In December 2007, an employee of a restaurant in Leola, Pennsylvania, suffered injuries when she fell on a set of stairs. She brought a negligence suit against the property owners, who were additional insureds under the restaurant’s policy. The owners, in turn, sought a defense and indemnification from the insurer, but the insurer disclaimed coverage under the policy’s employer liability exclusion. That exclusion precluded liability for injuries to “[a]n ‘employee’ of the insured arising out of and in the course of…[e]mployment by the insured[.]” The insurer contended that, because the plaintiff was an employee of the insured restaurant – the named insured under the policy – there was no coverage for claims by employees of any insureds under the policy.

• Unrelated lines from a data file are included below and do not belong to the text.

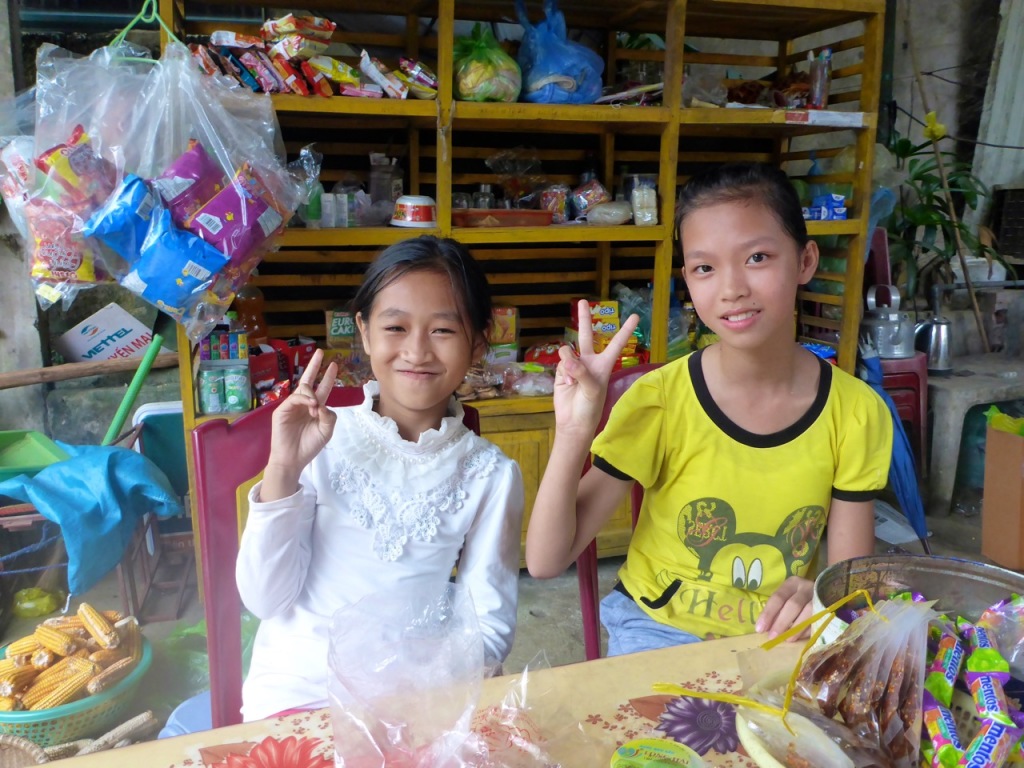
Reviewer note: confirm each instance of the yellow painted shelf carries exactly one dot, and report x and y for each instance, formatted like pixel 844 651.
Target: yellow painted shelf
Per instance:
pixel 354 236
pixel 559 233
pixel 388 108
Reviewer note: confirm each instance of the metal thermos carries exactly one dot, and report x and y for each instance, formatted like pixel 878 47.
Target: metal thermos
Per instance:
pixel 932 337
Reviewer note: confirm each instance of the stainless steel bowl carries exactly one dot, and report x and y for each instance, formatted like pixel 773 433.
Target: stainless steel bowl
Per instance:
pixel 958 587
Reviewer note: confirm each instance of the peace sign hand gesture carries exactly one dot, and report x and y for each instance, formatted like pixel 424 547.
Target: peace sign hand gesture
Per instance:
pixel 303 424
pixel 582 383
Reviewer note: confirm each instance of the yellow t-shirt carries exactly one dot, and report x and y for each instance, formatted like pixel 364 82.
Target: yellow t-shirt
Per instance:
pixel 727 514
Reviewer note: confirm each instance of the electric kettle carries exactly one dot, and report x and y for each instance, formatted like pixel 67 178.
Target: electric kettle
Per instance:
pixel 936 344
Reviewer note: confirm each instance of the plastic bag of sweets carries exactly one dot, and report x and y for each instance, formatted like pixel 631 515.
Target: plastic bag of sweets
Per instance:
pixel 189 181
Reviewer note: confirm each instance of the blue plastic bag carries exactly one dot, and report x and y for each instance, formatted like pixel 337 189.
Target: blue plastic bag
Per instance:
pixel 556 70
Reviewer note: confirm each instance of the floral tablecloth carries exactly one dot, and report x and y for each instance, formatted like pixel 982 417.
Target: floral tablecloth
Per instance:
pixel 610 700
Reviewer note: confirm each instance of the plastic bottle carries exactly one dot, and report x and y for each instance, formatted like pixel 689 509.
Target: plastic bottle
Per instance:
pixel 249 306
pixel 483 198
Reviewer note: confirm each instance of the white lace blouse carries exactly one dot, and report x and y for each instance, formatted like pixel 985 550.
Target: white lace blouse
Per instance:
pixel 375 512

This coverage position was squarely in accord with 48-year-old Pennsylvania Supreme Court precedent, Pennsylvania Manufacturers’ Association Insurance Co. v. Aetna Casualty & Surety Insurance Co., (PMA). The trial court, in accordance with PMA, granted summary judgment in favor of the insurer. The trial court correctly explained that under PMA, the term “the insured” encompassed the named insured, regardless of whether coverage was sought from a different insured and, thus, in this case, the exclusion prevented coverage from extending to plaintiff’s injuries.

On appeal, the appellate court reversed the decision, and the Supreme Court affirmed. Focusing on the scope of the policy’s employer’s liability exclusion, the Supreme Court found the exclusion to be ambiguous. The Court declined to extend PMA’s application of the term “the Insured” to an instance in which a commercial general liability policy variously makes use of the terms “the Insured” and “any Insured.” The Court found that where a policy makes varied use of the definite and indefinite articles – i.e., “the insured” versus “an or any insured” – it creates an ambiguity, such that “the insureds” may reasonably be taken as signifying the particular insured against whom a claim is asserted. The Court went on to find that this ambiguity is further evidenced by the “separation of insureds” provision in the policy.

It is unclear how many Pennsylvania cases this decision will impact. However, under policies written similarly to the one at issue in this case, it appears this decision will expand coverage beyond what was intended, and provides additional insureds more coverage than actually available to the named insured employer under this fact pattern.